28.11.2014 -NCRI- Im Iran wurden sieben weitere Häftlinge öffentlich erhängt; die Zahl der Hinrichtungen schnellt unter der Herrschaft Hassan Rouhani weiter in die Höhe. Mehr als 1000 Männer, Frauen und Jugendliche kamen ums Leben, seit der sogenannte gemäßigte Anführer vor 18 Monaten an die Macht kam.

Am Mittwoch wurden zwei Männer namens Ali M und Ali Q in der nordöstlichen Stadt Mashhad wegen ‚Störung’ erhängt.
Im Gohardasht-Gefängnis der Stadt Karaj wurden fünf Häftlinge erhängt.
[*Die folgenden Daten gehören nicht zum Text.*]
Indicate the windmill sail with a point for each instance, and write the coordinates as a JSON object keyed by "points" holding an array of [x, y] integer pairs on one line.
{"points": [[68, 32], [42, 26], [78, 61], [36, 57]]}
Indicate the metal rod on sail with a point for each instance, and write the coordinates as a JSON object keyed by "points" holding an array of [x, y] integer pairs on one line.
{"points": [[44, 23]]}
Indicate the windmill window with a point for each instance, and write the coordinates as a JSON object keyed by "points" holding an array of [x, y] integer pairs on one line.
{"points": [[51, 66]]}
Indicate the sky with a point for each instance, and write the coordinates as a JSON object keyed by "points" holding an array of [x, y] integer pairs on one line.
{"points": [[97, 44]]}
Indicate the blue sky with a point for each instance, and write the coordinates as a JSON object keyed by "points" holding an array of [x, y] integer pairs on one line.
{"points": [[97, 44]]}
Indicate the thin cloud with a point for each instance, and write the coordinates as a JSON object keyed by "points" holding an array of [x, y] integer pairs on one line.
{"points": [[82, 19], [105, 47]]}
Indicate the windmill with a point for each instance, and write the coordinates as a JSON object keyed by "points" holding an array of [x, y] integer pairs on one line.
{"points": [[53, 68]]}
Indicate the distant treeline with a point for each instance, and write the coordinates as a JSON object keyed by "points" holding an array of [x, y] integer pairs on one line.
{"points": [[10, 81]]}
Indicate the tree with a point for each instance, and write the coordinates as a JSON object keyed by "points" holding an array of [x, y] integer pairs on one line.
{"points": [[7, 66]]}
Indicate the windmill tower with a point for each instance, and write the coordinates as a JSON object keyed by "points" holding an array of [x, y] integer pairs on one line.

Sie gehörten zu einer Gruppe von neun Häftlingen, die am Dienstag in Einzelhaft verlegt worden waren. Vier andere hatten in ihre Zellen zurückzukehren, nachdem ihre Hinrichtung verschoben worden war.
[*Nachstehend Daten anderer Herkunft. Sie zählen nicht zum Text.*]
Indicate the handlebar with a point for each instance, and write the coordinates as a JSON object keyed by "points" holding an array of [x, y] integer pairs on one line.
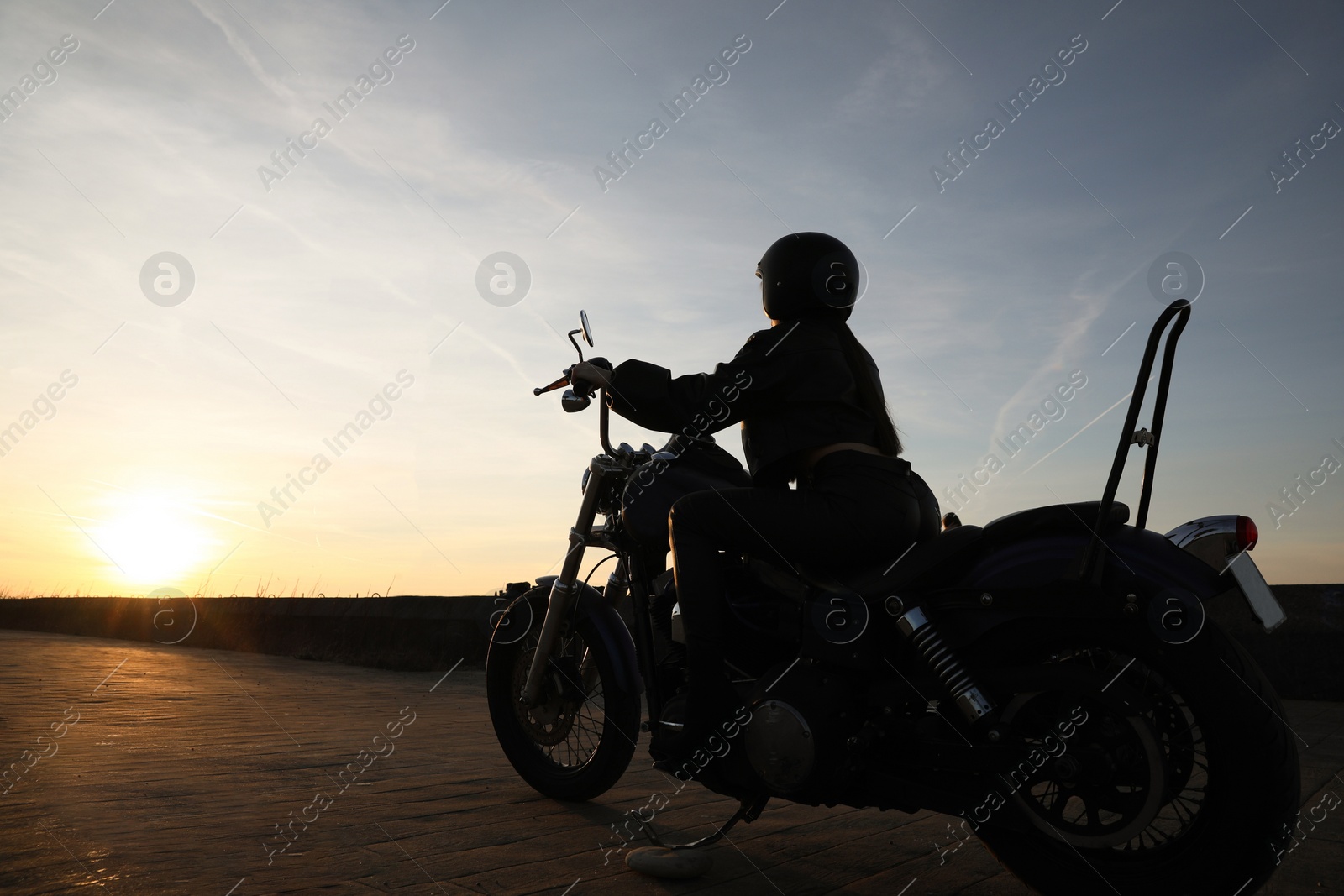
{"points": [[604, 418]]}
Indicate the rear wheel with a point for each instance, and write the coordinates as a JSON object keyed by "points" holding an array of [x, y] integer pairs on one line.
{"points": [[1180, 779], [580, 736]]}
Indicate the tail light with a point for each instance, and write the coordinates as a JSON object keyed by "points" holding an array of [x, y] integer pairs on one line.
{"points": [[1247, 533]]}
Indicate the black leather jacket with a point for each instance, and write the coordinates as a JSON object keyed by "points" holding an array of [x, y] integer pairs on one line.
{"points": [[790, 385]]}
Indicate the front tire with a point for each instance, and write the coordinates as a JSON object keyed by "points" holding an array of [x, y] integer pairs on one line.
{"points": [[1209, 768], [581, 735]]}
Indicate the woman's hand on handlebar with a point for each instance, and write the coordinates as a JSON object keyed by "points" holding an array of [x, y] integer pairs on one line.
{"points": [[591, 374]]}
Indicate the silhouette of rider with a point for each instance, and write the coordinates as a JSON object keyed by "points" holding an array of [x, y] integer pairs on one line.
{"points": [[812, 411]]}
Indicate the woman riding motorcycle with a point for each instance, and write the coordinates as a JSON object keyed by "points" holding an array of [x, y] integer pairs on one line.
{"points": [[812, 411]]}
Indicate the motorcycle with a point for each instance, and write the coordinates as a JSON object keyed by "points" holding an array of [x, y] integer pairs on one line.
{"points": [[1050, 678]]}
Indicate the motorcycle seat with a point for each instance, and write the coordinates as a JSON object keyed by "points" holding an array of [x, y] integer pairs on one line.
{"points": [[1054, 519], [882, 578]]}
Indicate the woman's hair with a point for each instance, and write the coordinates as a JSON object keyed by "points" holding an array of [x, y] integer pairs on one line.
{"points": [[870, 389]]}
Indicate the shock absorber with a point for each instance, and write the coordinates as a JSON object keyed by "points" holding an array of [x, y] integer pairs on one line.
{"points": [[922, 633]]}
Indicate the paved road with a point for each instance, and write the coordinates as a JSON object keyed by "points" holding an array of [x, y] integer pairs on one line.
{"points": [[168, 770]]}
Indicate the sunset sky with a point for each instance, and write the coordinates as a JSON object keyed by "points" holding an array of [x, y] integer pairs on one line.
{"points": [[333, 269]]}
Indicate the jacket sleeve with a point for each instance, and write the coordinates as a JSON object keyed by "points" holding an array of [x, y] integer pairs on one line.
{"points": [[649, 396]]}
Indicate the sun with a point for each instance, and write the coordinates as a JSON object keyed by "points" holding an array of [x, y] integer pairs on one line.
{"points": [[152, 539]]}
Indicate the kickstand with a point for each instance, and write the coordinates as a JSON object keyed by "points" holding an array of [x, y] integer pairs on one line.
{"points": [[749, 810]]}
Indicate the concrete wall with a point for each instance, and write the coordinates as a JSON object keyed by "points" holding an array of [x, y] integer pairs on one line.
{"points": [[1304, 658]]}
Heute wurden um 9. 30 Uhr Ortszeit im Bezirk Ghasem Abbad der Stadt Mashhad zwei Männer erhängt.
Ein in dieser Woche ausgestrahltes Video zeigt die gramgebeugten Angehörigen von acht Häftlingen. Sie betrauern ihre Lieben, deren Leichen, eingehüllt in schwarze Säcke, in einer Leichenhalle vor ihnen aufgereiht sind.
Das Video wurde heimlich von einem Augenzeugen mit Mobiltelefon aufgenommen. Er sagte, jeden Donnerstag würde in der Stadt Kerman eine Gruppe von Personen heimlich erhängt.
Der Augenzeuge sagte: „Viele der in dieser Stadt durchgeführten Hinrichtungen sind Strafen für verbotenen Drogenbesitz. Die Täter sind in der Regel junge Leute, die als Waisen aufgewachsen sind. Wegen der Armut sind sie die einzigen Verdiener ihrer Familien.“
Die Zahl der Menschenrechtsverletzungen schnellt im Iran in die Höhe – darunter beispiellos die der Hinrichtungen, der staatlich organisierten Säureangriffe auf Frauen, und ebenso die Unterdrückung religiöser und ethnischer Minoritäten, Blogger, Reporter und politisch Engagierten – all dies, während die öffentliche Unzufriedenheit mit dem Regime zunimmt und zugleich die internationale Gemeinschaft sich zu den andauernden Menschenrechtsverletzungen tatenlos verhält.